By Tazia Oxendine and Skylar Peitsch
Grades 7 and 8, NCSS
Earlier this year, Mrs. Higgins’ class, specifically the two of us, conducted a lesson using eggs. We learned about and then taught our classmates about energy. Everyone designed a device prototype that would catch an egg from a certain height, and protect the egg, and keep it from breaking using only one sheet of construction paper, four pieces of printer paper, one foot of tape, and a ruler. We compared the catching device to helmets, knee pads, band-aids, mouth guards, and boxing gloves, etc. We compared them because a helmet keeps you safe if you fall, so a student’s egg device should keep an egg safe if it were to fall. We discussed ideas concerning physical protection to human beings and other objects, the attributes of design, engineering design, the role of troubleshooting product design, the abilities to apply the design process, and how to create a device that can catch an egg dropped from a height without the egg breaking.
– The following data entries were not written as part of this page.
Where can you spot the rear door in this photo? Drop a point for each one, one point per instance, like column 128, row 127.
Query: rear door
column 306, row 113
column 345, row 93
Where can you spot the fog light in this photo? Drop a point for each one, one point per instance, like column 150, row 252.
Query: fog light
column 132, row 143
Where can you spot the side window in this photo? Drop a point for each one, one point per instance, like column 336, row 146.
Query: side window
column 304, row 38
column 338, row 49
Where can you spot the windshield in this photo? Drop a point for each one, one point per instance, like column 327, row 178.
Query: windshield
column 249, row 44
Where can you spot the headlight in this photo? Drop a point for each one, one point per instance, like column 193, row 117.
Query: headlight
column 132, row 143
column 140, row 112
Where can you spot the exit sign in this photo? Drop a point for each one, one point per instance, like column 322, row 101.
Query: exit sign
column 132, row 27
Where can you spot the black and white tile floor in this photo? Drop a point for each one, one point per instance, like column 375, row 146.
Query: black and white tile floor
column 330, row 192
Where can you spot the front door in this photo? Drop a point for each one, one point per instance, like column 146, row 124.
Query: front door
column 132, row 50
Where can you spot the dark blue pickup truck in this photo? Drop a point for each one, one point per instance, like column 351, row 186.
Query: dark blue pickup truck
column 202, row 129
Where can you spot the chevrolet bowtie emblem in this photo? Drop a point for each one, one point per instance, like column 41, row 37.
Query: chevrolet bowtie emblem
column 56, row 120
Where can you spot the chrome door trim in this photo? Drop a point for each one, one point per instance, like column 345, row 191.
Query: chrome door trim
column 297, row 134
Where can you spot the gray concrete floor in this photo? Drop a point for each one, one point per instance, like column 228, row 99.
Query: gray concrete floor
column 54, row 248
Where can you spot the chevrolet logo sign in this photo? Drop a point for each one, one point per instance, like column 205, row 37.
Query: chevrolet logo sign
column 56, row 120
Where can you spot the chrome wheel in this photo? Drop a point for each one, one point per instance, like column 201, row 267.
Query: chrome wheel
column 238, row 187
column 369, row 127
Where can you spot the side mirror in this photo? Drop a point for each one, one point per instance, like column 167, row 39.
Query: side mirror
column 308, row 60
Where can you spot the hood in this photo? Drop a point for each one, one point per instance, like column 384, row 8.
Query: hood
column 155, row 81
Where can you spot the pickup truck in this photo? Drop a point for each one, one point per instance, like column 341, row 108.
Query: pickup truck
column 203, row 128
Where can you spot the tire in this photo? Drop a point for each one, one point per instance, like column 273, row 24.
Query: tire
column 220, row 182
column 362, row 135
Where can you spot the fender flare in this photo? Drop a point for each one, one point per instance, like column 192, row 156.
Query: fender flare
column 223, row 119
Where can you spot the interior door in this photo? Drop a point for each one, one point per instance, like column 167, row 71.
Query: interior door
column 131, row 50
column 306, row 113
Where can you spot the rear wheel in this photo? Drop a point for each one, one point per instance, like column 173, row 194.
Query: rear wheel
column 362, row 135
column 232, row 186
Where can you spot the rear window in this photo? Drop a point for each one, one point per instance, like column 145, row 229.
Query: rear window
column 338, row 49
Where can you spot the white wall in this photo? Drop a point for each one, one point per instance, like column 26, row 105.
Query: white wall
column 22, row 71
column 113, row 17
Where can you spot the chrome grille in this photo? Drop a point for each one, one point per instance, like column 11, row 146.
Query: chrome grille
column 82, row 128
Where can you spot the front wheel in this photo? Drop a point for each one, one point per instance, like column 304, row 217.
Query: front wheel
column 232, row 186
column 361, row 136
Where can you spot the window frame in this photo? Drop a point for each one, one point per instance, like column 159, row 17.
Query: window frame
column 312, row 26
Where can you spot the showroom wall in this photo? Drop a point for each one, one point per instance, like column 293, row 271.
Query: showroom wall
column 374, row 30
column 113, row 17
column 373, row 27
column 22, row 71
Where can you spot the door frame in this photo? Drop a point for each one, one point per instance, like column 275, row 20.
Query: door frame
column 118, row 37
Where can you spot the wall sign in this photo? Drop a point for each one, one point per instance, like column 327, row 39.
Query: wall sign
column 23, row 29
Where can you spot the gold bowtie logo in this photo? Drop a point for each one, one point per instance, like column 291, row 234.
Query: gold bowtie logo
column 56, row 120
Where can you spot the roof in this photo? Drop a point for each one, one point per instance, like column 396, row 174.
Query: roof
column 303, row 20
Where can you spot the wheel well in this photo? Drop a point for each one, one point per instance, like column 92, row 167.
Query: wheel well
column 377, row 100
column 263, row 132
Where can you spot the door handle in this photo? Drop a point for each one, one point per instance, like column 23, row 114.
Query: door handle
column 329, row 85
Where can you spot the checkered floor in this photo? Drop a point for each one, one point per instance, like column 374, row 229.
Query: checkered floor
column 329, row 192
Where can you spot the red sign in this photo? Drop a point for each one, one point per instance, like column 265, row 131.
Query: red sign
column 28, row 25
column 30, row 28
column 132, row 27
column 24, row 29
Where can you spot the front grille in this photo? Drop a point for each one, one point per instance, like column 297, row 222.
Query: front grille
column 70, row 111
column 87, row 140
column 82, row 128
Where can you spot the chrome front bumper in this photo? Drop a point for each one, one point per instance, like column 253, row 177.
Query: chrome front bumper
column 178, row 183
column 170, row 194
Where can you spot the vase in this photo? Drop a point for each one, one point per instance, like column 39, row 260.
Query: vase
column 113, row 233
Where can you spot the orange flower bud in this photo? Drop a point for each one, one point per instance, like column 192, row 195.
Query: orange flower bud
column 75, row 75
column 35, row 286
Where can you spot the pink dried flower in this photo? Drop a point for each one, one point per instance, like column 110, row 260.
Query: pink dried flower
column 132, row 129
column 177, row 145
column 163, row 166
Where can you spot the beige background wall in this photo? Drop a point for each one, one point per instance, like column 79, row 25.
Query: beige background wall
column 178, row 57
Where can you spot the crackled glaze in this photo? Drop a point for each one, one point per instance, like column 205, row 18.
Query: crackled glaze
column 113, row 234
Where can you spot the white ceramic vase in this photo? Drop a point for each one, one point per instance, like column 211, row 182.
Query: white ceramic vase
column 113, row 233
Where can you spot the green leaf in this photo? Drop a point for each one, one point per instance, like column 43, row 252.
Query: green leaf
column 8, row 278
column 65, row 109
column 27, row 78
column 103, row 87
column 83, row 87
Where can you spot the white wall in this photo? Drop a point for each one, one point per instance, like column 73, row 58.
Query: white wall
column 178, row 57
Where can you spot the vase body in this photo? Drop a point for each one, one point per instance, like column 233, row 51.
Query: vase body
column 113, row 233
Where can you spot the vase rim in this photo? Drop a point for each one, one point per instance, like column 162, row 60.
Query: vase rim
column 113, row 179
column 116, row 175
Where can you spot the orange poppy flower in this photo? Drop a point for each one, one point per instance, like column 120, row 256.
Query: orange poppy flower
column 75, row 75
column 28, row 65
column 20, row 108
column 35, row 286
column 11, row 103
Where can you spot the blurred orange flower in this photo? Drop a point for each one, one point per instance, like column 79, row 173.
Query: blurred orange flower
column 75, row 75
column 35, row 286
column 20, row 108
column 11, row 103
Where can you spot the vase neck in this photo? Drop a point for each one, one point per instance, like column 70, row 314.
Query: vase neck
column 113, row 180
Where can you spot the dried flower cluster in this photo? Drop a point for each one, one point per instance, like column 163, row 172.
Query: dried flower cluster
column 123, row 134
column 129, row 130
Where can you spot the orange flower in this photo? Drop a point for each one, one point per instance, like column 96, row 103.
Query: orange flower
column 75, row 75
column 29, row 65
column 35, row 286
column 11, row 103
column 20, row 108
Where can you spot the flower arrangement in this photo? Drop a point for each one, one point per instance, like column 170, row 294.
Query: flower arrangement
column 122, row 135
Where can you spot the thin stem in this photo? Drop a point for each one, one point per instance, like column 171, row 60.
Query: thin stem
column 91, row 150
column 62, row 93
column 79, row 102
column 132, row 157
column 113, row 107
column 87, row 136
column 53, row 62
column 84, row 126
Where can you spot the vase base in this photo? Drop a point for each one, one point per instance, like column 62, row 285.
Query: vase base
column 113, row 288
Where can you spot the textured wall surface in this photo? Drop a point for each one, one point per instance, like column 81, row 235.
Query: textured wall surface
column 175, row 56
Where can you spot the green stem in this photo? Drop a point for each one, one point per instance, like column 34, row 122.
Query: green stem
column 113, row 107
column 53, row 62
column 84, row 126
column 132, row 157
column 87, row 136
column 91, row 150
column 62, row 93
We learned all about kinetic energy, potential energy, mechanical energy, thermal energy, gravitational potential energy, friction, gravity, and speed.
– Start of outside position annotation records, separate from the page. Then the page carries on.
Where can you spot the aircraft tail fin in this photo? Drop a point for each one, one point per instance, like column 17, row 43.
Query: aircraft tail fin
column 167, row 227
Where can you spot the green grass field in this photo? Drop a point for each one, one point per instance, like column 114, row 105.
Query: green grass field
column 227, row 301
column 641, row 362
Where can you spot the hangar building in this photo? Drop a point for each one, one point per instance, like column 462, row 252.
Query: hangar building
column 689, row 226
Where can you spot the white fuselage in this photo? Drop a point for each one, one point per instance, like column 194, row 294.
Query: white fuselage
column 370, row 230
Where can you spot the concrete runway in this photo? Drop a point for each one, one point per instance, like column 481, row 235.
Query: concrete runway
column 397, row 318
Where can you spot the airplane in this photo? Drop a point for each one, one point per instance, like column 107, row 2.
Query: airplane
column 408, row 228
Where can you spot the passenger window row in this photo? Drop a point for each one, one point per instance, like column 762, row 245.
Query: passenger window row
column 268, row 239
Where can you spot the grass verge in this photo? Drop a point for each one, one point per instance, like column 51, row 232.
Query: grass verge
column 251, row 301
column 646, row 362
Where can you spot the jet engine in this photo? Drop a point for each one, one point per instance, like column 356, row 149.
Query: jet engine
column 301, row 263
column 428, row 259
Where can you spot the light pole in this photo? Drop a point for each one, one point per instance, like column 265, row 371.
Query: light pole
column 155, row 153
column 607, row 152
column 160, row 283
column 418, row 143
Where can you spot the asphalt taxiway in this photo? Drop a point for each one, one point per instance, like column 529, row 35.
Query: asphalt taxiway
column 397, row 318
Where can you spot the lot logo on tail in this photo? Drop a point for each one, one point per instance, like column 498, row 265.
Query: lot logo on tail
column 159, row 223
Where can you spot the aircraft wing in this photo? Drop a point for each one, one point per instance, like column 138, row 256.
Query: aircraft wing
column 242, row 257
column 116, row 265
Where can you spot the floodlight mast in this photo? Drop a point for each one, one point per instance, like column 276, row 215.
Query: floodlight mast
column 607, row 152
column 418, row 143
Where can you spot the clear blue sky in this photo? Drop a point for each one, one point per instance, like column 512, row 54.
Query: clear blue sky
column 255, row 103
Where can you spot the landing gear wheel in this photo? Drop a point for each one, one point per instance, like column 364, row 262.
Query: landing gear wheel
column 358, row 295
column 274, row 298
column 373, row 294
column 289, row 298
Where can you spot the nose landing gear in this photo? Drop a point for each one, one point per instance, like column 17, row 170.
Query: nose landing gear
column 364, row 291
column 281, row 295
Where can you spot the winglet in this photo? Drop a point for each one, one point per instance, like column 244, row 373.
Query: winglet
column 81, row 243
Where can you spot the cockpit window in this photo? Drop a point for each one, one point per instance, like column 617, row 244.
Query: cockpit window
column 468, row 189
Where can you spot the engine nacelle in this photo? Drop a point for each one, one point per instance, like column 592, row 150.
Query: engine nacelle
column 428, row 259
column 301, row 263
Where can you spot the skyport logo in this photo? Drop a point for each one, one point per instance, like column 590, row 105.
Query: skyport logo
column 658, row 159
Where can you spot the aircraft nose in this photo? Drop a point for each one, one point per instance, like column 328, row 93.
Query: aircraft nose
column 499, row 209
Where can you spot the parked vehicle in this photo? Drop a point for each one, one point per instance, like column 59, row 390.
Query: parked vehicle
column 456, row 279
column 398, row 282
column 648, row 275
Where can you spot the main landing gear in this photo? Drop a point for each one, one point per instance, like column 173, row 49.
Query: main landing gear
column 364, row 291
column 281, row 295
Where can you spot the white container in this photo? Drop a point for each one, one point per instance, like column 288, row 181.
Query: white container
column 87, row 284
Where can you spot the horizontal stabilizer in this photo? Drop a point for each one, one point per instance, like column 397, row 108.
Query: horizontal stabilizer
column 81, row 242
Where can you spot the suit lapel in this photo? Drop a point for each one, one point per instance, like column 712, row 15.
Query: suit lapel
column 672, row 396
We even got to use a plumb-bob (a weight, usually with a pointed tip on the bottom, that is suspended from a string and used as a vertical reference line, or plumb-line) to show us where our eggs will drop into our protection device, but in the beginning we couldn’t use a plumb-bob, because we had to test the eggs outside, and there wasn’t a place to attach one. During testing, Skylar and I missed our prototype the majority of the time. In addition to the egg-drop activity, we also made eggs without the shell, otherwise known as naked eggs, by soaking them in vinegar for 24 hours. When you leave an egg sit in vinegar, the shell dissolves. Vinegar contains acetic acid, which breaks apart the solid calcium carbonate crystals that make up the eggshell into their calcium and carbonate parts. The calcium ions float free (calcium ions are atoms that are missing electrons), while the carbonate goes to make carbon dioxide—the bubbles that you see.
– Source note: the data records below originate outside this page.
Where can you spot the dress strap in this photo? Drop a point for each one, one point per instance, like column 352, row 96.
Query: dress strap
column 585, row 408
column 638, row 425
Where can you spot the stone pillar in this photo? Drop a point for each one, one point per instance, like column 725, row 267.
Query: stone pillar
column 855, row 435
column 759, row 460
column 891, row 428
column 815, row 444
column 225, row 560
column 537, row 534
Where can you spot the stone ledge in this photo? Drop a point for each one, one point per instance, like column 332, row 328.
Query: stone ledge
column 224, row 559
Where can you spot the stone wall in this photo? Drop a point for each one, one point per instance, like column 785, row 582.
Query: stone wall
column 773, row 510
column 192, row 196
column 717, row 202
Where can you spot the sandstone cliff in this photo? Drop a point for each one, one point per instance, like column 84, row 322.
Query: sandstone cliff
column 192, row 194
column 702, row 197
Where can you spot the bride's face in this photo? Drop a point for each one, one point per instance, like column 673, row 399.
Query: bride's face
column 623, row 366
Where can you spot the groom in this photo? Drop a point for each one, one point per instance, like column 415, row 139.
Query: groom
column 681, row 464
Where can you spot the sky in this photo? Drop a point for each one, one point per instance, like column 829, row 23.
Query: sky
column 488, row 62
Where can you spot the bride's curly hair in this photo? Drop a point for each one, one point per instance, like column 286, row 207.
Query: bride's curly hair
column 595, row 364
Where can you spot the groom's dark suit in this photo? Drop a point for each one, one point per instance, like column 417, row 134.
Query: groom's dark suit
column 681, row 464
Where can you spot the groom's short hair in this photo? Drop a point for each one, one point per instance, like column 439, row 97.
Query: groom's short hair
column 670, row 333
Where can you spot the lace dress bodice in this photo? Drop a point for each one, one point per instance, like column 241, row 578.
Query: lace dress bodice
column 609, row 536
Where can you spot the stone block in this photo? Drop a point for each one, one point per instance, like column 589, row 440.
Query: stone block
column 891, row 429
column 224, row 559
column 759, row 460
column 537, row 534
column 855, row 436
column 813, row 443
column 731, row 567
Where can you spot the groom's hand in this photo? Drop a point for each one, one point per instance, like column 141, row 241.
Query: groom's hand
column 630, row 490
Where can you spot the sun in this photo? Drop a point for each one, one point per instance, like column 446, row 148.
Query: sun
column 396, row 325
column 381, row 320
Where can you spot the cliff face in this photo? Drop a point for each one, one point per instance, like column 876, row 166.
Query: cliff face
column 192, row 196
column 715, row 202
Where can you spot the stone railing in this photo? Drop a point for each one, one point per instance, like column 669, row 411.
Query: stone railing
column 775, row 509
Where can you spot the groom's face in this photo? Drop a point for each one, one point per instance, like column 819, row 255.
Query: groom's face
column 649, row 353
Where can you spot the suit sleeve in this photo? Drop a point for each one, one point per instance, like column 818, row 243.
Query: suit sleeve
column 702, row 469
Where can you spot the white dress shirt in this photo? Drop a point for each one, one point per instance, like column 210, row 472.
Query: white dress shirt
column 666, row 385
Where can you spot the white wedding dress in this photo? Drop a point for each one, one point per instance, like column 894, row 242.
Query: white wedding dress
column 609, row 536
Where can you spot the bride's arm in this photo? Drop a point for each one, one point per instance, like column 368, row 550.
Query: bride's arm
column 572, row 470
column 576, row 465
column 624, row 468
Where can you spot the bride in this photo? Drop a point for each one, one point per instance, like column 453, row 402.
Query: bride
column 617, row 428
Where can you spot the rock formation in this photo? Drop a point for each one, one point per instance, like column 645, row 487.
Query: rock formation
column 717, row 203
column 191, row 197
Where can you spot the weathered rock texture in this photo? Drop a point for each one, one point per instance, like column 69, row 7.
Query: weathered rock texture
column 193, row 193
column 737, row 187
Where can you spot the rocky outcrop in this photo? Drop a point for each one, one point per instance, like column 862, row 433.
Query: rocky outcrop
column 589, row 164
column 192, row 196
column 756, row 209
My favorite part of the whole project was when we created naked eggs, and when we got to finally drop eggs with the whole class; we were laughing and having so much fun! The team most successful in the egg-drop was the team formed of Hannah Rumney and Grace Lopez; their egg made it through to the third round without it cracking. It was funnel shaped and wide enough to catch the egg and had some extra padding in the bottom. When the egg dropped, the device bent slightly but was repairable. They worked really well together to create something that would protect the egg without malfunctioning.
We really enjoyed doing this project. It was a great learning experience for everyone in the class, and we all had fun.